Proof that the inverse of $\frac{x}{\ln x}$ is asymptotically equal to $x\ln x$ The inverse of $\frac{x}{\ln x}$ on $x\gt e$ is exactly $-x\operatorname{W}_{-1}\left(-\frac{1}{x}\right)$ where
$$\operatorname{W}_{-1}(x)=\ln\frac{-x}{-\ln\frac{-x}{-\ln\frac{-x}{\ddots}}}.$$
The nested logarithms converge for $-\frac{1}{e}\le x\lt 0$.
Now $-x\operatorname{W}_{-1}\left(-\frac{1}{x}\right)$ should be asymptotically equal to $x\ln x$ as $x\to\infty$.
Maybe we can get something from
$$y=\frac{x}{\ln x}\implies\ln y=\ln x-\ln\ln x,$$
perhaps $\ln\ln x$ could be asymptotically equal to something simpler but I don't see how.
 A: The inverse has
$$x=\frac y{\ln(y)}$$
$$y=x\ln(y)$$
which has $y\ge e$ for $x\ge e$, so
$$y=x\ln(y)\ge x\ln(e)=x$$
$$y=x\ln(y)\ge x\ln(x)$$
On the other hand, we can see that we have $y\le x^2$ when
$$x=\frac y{\ln(y)}\le\frac{x^2}{\ln(x^2)}=\frac{x^2}{2\ln(x)}$$
$$2\ln(x)\le x$$
is true, which occurs when $x\ge e$, so we have
$$y=x\ln(y)\le x\ln(x^2)=2x\ln(x)$$
$$y=x\ln(y)\le x\ln(2x\ln(x))=x\ln(x)+x\ln(2\ln(x))$$
which are tight enough bounds to show that
$$y\sim x\ln(x)$$
as $x\to\infty$.
A: It should be interesting to look at this recent paper where Ioannis Chatzigeorgiou gives nice bounds
$$-1-\sqrt{2u}-u < W_{-1}\left(-e^{-(u+1)}\right) <-1-\sqrt{2u}-\frac 23u$$
Making $u=-1+\log(x)$ leads to
$$-\log (x)-\sqrt{2} \sqrt{\log (x)-1} < W_{-1}\left(-\frac{1}{x}\right)<-\frac{2 \log (x)}{3}-\sqrt{2} \sqrt{\log (x)-1}-\frac{1}{3}$$ and then the conclusion.
A: Let $y=x/\log x$ so that $x=f(y) $ is the intended inverse. We have to show that $x/(y\log y) \to 1$ as $y\to\infty$.
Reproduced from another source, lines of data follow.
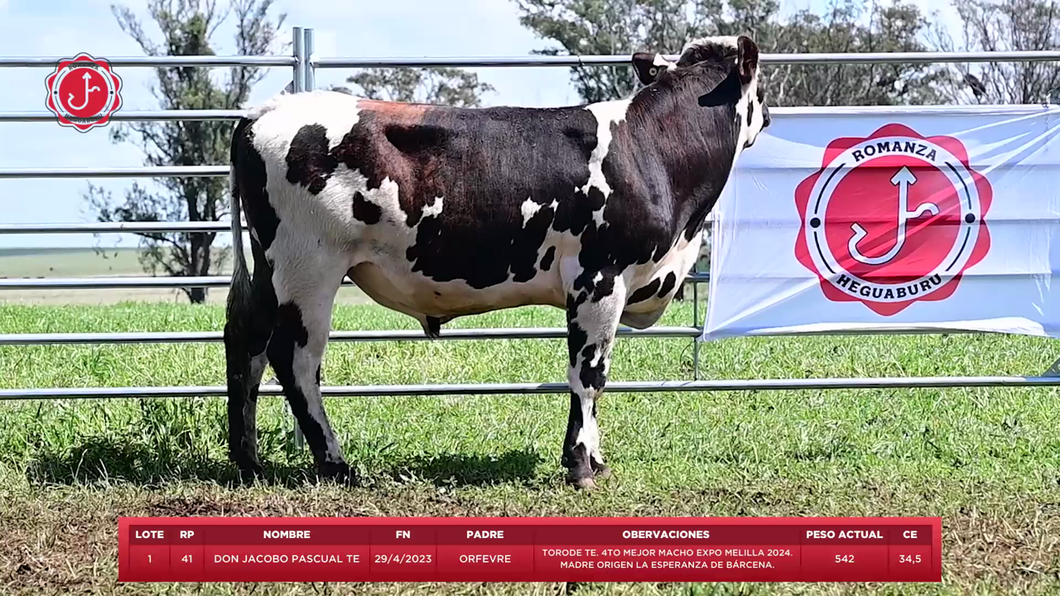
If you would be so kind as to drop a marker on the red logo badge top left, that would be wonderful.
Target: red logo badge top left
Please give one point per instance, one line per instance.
(83, 92)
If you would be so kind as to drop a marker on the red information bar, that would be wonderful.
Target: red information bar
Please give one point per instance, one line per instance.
(895, 549)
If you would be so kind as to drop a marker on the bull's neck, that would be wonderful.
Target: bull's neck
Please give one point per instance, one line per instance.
(695, 144)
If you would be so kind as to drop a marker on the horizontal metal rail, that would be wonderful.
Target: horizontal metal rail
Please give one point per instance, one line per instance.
(137, 62)
(384, 335)
(142, 116)
(117, 227)
(156, 282)
(541, 388)
(148, 172)
(623, 59)
(533, 60)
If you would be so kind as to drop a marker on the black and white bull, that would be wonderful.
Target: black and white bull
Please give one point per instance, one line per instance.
(440, 212)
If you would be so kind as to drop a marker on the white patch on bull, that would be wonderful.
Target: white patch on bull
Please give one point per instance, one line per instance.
(599, 321)
(308, 276)
(605, 114)
(529, 209)
(433, 210)
(677, 260)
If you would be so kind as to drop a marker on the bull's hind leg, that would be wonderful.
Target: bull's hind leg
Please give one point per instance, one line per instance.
(593, 315)
(305, 287)
(249, 326)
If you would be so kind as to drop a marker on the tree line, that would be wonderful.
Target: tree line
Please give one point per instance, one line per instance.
(569, 28)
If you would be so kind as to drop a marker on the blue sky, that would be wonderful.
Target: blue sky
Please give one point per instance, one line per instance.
(351, 28)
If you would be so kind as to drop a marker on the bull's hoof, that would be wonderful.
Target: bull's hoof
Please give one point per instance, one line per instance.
(581, 478)
(250, 472)
(337, 471)
(601, 470)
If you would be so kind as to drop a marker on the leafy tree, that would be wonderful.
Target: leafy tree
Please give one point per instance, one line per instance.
(1005, 25)
(444, 86)
(188, 28)
(895, 28)
(621, 27)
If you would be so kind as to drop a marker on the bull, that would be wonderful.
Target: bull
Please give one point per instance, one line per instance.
(440, 212)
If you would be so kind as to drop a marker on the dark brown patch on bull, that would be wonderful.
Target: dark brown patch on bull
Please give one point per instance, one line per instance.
(308, 160)
(367, 212)
(250, 181)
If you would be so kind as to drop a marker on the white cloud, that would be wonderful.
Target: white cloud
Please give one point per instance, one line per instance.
(438, 28)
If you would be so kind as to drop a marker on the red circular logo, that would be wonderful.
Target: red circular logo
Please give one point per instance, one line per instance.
(83, 92)
(893, 218)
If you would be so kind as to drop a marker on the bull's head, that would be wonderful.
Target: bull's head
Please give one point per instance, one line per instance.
(740, 56)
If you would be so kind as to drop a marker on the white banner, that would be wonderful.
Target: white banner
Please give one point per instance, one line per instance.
(891, 220)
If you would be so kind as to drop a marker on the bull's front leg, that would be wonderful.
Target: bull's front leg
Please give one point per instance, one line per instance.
(593, 315)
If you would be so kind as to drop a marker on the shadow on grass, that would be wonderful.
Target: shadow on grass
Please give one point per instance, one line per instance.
(100, 459)
(456, 470)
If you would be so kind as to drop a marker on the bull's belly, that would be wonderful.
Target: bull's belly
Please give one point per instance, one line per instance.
(419, 296)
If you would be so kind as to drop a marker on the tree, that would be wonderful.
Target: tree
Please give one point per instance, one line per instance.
(444, 86)
(188, 28)
(895, 28)
(621, 27)
(1006, 25)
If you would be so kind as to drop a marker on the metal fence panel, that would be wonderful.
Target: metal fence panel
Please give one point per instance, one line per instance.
(303, 66)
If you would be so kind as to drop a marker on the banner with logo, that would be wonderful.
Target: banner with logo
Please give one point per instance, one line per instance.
(891, 220)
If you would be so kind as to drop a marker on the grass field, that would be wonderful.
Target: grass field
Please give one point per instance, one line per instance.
(985, 460)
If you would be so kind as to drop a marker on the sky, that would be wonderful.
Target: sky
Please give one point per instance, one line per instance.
(342, 28)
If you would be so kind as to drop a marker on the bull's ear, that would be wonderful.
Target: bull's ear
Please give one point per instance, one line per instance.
(746, 58)
(650, 66)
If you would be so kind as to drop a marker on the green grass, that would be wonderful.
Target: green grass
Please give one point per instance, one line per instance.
(985, 460)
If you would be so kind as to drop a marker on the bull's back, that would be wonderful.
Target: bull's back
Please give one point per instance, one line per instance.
(441, 209)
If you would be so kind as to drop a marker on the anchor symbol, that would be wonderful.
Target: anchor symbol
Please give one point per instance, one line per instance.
(88, 79)
(903, 179)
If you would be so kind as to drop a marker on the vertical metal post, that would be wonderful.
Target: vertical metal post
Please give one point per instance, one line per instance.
(299, 74)
(311, 71)
(299, 86)
(695, 321)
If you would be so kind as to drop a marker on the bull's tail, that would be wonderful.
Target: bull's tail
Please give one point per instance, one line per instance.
(239, 293)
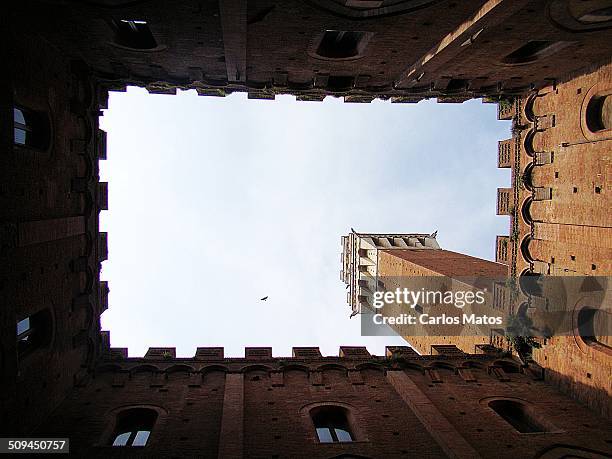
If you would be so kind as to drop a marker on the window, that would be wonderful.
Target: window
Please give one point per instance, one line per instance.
(331, 424)
(532, 51)
(341, 44)
(518, 415)
(591, 11)
(599, 113)
(33, 332)
(30, 129)
(134, 34)
(134, 427)
(594, 326)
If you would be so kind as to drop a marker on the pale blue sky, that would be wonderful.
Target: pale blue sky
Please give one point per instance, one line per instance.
(217, 202)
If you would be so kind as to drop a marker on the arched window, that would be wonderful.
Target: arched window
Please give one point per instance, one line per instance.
(532, 51)
(342, 44)
(33, 332)
(134, 34)
(591, 11)
(332, 424)
(518, 415)
(599, 113)
(594, 326)
(133, 427)
(30, 129)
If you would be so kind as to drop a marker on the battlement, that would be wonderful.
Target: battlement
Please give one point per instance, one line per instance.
(353, 355)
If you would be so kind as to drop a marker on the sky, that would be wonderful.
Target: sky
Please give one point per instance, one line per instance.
(215, 203)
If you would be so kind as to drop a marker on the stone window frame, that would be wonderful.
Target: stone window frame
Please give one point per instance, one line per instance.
(354, 419)
(111, 416)
(601, 89)
(361, 48)
(113, 23)
(43, 330)
(528, 406)
(559, 14)
(588, 302)
(37, 122)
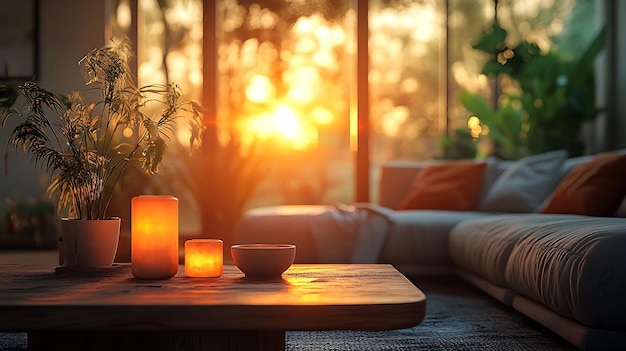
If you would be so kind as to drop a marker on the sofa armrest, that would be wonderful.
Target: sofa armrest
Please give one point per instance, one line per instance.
(395, 180)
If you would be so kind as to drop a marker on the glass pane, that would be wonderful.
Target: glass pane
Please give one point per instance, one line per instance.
(285, 70)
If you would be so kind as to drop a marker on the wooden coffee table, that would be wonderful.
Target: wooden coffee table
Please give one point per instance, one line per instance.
(111, 310)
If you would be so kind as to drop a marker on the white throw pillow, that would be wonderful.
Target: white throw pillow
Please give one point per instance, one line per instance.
(525, 184)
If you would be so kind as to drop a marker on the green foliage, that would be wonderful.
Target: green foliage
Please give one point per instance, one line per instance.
(459, 146)
(552, 98)
(79, 145)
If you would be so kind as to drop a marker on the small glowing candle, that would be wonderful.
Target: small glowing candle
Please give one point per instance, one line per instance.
(204, 257)
(154, 236)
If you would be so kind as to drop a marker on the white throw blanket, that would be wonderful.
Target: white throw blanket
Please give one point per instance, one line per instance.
(350, 233)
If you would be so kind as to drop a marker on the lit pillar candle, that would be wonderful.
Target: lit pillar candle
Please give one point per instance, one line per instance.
(204, 257)
(154, 236)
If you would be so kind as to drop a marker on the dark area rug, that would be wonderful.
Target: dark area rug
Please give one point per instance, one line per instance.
(458, 317)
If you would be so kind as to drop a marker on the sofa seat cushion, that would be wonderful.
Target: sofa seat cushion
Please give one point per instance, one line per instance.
(574, 266)
(483, 246)
(420, 237)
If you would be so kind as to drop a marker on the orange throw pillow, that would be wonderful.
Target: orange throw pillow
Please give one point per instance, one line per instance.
(451, 186)
(594, 188)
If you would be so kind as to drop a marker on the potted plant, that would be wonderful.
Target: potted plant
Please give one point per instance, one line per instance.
(86, 147)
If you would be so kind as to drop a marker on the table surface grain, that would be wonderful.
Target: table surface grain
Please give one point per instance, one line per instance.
(307, 297)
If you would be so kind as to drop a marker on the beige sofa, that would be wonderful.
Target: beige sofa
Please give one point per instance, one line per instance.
(567, 271)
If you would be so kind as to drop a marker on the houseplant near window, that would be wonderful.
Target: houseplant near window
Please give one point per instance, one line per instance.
(86, 147)
(550, 98)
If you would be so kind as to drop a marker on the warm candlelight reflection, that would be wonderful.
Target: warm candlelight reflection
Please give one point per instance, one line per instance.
(154, 236)
(204, 257)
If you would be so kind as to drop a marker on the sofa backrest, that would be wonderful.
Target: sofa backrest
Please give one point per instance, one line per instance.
(396, 178)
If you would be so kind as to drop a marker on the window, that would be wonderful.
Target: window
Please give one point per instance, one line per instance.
(287, 78)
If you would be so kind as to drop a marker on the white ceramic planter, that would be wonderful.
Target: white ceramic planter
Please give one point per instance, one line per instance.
(90, 242)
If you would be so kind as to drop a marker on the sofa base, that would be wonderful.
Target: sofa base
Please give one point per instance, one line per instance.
(575, 333)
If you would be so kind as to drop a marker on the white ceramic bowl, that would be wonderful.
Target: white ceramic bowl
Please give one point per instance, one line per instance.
(263, 260)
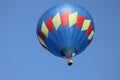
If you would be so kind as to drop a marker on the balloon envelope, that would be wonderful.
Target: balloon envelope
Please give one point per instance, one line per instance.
(65, 30)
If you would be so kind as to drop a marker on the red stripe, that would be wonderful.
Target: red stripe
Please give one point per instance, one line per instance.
(49, 24)
(80, 20)
(89, 29)
(42, 36)
(89, 42)
(64, 19)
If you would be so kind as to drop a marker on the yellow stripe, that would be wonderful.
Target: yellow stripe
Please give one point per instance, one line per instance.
(91, 35)
(72, 19)
(44, 29)
(56, 21)
(41, 41)
(86, 24)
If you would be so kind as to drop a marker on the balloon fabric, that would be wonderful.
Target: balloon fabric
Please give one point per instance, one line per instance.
(65, 30)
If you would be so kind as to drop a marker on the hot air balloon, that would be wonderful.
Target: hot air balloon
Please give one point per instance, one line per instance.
(65, 30)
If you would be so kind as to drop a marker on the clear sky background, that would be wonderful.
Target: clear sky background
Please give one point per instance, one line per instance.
(22, 57)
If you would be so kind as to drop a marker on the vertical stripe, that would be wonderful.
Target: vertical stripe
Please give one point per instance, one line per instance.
(49, 24)
(72, 19)
(44, 29)
(56, 21)
(64, 19)
(91, 35)
(80, 20)
(86, 24)
(89, 29)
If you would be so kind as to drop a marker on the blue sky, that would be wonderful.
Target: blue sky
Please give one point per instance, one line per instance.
(22, 57)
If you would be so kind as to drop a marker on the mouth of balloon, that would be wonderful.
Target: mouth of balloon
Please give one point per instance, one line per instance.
(68, 52)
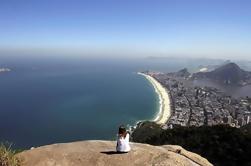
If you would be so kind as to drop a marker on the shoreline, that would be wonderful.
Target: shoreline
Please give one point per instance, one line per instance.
(164, 100)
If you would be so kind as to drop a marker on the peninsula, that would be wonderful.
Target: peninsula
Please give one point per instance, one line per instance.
(164, 112)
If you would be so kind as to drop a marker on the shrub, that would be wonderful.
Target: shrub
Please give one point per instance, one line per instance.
(7, 156)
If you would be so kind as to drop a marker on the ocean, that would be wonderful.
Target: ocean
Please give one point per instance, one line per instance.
(52, 101)
(46, 100)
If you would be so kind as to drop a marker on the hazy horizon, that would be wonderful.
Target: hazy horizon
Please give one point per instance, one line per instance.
(211, 29)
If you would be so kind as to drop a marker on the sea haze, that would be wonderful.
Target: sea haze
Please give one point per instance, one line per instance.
(49, 101)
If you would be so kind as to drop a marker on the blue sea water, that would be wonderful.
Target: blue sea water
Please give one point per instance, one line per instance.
(50, 101)
(46, 100)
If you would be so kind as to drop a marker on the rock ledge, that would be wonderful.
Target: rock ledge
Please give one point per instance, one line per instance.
(102, 153)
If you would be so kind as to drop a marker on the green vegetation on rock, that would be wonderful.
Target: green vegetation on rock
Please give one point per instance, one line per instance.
(221, 145)
(7, 156)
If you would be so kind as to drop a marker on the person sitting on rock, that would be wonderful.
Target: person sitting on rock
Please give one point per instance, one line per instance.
(123, 140)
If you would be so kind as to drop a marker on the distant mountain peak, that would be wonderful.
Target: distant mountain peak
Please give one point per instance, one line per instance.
(229, 73)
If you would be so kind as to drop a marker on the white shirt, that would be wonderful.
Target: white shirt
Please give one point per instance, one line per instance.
(123, 144)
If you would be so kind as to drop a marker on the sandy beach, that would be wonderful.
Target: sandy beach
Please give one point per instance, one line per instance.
(164, 100)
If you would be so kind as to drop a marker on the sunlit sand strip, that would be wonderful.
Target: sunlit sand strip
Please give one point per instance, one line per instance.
(164, 100)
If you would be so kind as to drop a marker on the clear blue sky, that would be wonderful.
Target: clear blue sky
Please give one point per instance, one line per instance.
(216, 28)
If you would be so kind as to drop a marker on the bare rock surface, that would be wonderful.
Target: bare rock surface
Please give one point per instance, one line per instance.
(103, 153)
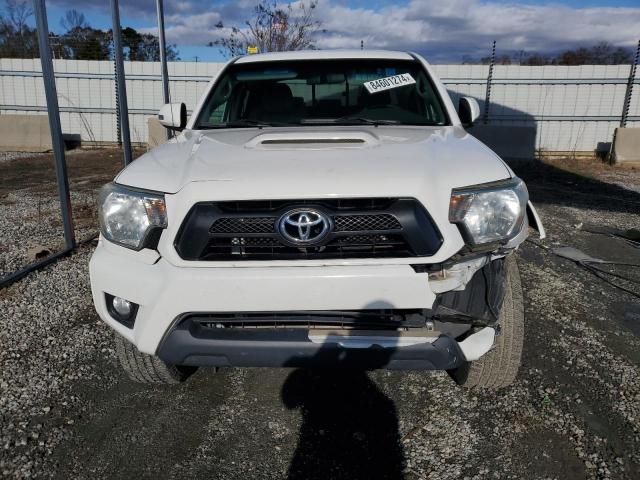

Let's observe that $$\frac{x} {y} =\log x, \log y =\log x - \log\log x$$ and hence $$\frac{x} {y\log y} =\frac{\log x} {\log x-\log\log x} =\dfrac{1} {1-\dfrac{\log t}{t}}$$ where $t=\log x$. As $y\to\infty $ both $x, t$ also tend to $\infty $ and hence the above fraction tends to $1$ and thus $$x\sim y\log y$$ as desired.